FIG. 1C is a photograph of a top view of the example of the device from FIG. 1B
FIG. 2 is a sampling of point clouds generated by the device.
FIG. 3A is a point cloud during a first gesture performed when the field of view is not ‘compact.’
FIG. 3B is a point cloud during a first gesture performed when the field of view is ‘compact.’
FIG. 4 is a point cloud during a finger pinch gesture indicating the ellipticity of the shape through a wrist view.
FIG. 5 is an illustration demonstrating directional feedback associated with an example calibration algorithm that can be implemented to calibrate the device described herein.
FIG. 6A-6B are point cloud images that illustrate the different between a compact (5B) and non-compact (5C) image.
FIG. 7 illustrates various positions along the wrist.
FIG. 8 illustrates views of the depth image corresponding to the positions on the wrist indicated in FIG. 7.
FIG. 9 is an example method or process that can be implemented for inferring hand interactions by infusing depth sensing and bioacoustics according to functionality described herein.
Corresponding reference characters indicate corresponding elements among the view of the drawings.
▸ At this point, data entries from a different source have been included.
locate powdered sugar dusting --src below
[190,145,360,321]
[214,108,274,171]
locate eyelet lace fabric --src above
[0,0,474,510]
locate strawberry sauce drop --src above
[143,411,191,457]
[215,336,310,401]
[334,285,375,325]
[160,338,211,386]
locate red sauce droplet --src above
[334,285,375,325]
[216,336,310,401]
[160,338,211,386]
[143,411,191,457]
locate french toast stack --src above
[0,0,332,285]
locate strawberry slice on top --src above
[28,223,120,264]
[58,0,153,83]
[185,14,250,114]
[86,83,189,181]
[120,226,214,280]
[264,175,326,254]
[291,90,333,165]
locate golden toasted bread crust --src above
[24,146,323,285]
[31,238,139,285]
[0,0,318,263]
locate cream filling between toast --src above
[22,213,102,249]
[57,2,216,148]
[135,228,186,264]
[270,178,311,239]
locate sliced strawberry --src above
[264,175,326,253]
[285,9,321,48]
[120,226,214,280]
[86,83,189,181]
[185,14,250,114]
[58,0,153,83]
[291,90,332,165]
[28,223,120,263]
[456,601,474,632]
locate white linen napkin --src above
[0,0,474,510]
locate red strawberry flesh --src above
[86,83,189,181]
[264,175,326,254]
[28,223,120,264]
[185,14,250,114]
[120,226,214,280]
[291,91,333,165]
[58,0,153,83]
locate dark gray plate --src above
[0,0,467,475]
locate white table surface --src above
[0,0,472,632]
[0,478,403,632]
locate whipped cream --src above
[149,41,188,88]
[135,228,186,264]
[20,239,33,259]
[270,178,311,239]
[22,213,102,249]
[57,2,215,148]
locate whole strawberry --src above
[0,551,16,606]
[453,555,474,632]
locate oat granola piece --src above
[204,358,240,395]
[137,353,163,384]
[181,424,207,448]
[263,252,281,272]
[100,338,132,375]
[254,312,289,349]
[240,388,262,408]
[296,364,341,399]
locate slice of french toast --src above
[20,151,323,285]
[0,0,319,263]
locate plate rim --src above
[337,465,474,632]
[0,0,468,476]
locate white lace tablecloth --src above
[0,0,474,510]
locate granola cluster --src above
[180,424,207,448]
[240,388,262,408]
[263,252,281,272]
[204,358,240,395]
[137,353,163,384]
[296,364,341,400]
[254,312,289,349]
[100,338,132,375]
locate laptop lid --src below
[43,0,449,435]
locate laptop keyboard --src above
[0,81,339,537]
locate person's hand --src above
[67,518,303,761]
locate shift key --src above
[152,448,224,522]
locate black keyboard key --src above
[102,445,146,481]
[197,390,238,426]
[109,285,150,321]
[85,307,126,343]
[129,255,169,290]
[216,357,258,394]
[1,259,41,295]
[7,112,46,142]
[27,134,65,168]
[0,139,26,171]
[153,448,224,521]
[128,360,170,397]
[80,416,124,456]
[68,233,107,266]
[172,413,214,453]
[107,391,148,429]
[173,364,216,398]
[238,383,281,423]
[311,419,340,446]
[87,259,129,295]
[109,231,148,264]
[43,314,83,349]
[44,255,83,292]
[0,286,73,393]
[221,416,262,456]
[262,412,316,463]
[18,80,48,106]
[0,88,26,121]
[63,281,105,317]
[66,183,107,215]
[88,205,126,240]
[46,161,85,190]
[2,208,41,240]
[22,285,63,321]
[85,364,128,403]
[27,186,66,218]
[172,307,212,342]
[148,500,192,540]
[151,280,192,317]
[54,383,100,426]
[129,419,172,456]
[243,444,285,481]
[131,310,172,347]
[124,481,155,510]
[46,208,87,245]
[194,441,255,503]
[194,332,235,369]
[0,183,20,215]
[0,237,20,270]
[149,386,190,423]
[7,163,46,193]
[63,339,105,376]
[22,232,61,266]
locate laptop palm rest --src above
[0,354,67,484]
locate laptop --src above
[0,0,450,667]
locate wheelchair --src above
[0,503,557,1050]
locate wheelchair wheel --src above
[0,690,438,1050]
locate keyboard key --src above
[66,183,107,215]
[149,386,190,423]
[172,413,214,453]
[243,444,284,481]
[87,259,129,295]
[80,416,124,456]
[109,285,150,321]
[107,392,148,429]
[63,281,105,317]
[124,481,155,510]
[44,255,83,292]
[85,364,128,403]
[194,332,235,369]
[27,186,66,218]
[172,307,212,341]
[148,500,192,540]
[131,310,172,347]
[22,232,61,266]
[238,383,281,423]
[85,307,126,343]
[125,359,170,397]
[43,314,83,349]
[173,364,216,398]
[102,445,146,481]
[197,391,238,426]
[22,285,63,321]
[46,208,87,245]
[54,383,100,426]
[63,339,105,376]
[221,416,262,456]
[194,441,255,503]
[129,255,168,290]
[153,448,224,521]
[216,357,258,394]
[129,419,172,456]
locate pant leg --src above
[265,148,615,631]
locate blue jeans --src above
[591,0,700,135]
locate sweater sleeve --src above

The headings used in the figures do not limit the scope of the claims.
The present disclosure relates to examples of a device for novel gesture tracking device with the capability of accurately classifying discrete and continuous hand gestures and actions. The device can be mounted on a wristband, and can include a depth sensor such as a two-dimensional (2D) 8×8 time of flight (TOF) sensor and an acoustic vibration sensor, both controlled by a small microcontroller. Leveraging the depth sensor, the device generates a three-dimensional (3D) representation of the hand region of interest within a 45-degree field of view (FOV) from the acquired depth data. Even with low resolution (64-pixel depth image), the transformed data captures intricate details of hand deformations, enabling precise inferences through one or more machine learning models/algorithms. In addition to depth sensing, the device captures bioacoustic vibration signals propagating through the hand, detected by the acoustic vibration sensor. This multimodal approach enhances the device's capabilities, opening avenues for intuitive applications, such as gesture-based control of smart devices or cameras.
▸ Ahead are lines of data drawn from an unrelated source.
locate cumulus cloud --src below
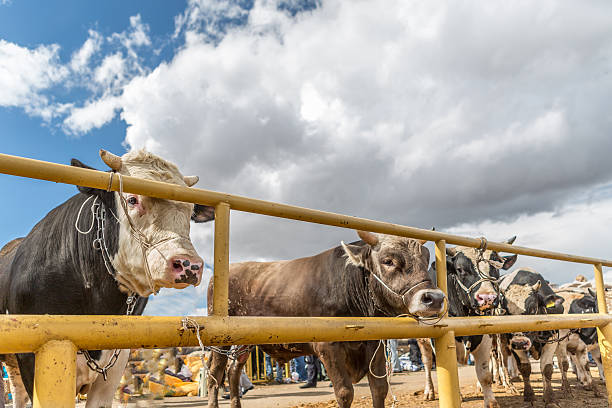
[5,0,612,310]
[111,1,612,278]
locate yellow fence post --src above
[212,203,230,316]
[33,340,77,408]
[435,240,461,408]
[594,264,612,405]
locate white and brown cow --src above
[0,150,214,408]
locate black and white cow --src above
[418,237,517,408]
[0,150,214,407]
[557,288,605,396]
[500,268,571,408]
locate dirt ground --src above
[77,364,608,408]
[291,364,608,408]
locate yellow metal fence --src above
[0,154,612,408]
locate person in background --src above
[387,339,402,373]
[408,339,423,371]
[291,356,308,382]
[300,355,319,388]
[266,354,285,384]
[223,368,255,399]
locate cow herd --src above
[0,151,603,408]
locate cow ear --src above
[191,204,215,223]
[340,241,365,266]
[70,159,112,198]
[502,254,518,271]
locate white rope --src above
[368,340,398,408]
[109,173,189,294]
[181,316,219,388]
[74,196,98,235]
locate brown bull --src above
[208,231,444,408]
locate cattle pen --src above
[0,154,612,408]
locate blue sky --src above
[0,0,612,314]
[0,0,185,245]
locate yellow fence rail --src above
[0,154,612,408]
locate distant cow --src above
[0,150,214,407]
[418,237,517,408]
[208,231,444,408]
[500,268,570,407]
[556,288,605,396]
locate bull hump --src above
[0,238,25,257]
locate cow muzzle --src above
[475,293,497,310]
[510,335,531,351]
[166,255,204,287]
[408,289,446,317]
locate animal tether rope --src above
[74,172,194,381]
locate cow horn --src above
[183,176,200,187]
[417,227,436,245]
[100,149,121,171]
[357,230,378,247]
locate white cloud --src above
[5,0,612,310]
[106,1,612,268]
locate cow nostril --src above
[421,292,434,305]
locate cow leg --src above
[85,349,130,408]
[208,347,229,408]
[472,335,499,408]
[555,338,572,398]
[417,339,436,401]
[587,343,606,382]
[540,343,559,408]
[227,346,251,408]
[368,347,389,408]
[497,336,519,395]
[2,354,30,408]
[513,350,535,407]
[566,335,598,394]
[314,343,356,408]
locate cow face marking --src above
[569,294,599,345]
[86,150,214,296]
[342,231,444,316]
[446,242,517,311]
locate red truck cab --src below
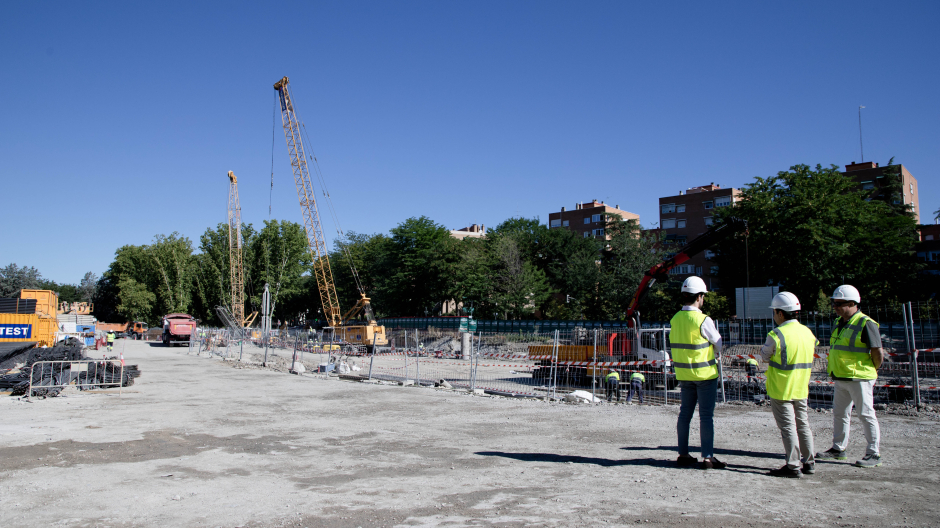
[163,314,196,346]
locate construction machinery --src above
[529,217,747,385]
[274,77,388,350]
[228,171,258,328]
[163,313,196,346]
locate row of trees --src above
[11,162,937,324]
[716,163,920,309]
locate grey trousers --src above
[770,398,815,469]
[832,380,881,455]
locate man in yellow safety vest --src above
[604,370,620,402]
[669,276,727,469]
[760,292,819,478]
[627,372,646,403]
[816,284,884,468]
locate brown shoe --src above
[698,457,728,469]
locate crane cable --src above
[285,84,366,295]
[268,92,277,218]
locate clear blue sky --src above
[0,1,940,282]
Examples of a device for gesture tracking described herein center on the potential of fusing depth sensing and bioacoustic signals to precisely infer hand movements and interactions. To achieve a more robust approach, examples focus on two critical outcomes: performing 3D hand shape analysis and discriminating bioacoustic signals based on their source of vibration. To realize this vision, a 2D depth sensor and an acoustic vibration sensor are leveraged, which were thoughtfully chosen to mitigate environmental effects, enhance signal-to-noise ratio (SNR), and adhere to the wrist-worn wearable form-factor requirements. This strategic selection significantly simplifies algorithm development and empowers accurate inferences.
More specifically, the inventive concept revolves around novel gesture tracking and can take the form of a device comprising two key sensors: a depth sensor such as a Time-of-Flight (TOF) 8×8 multizone ranging sensor (VL53L5CX) and one or more of an acoustic sensor (e.g., Sonion VPU14DB01). The device is powered by a high-performance microcontroller for data acquisition. The acquired data can be transmitted via USB C serial connection or Bluetooth low energy protocol.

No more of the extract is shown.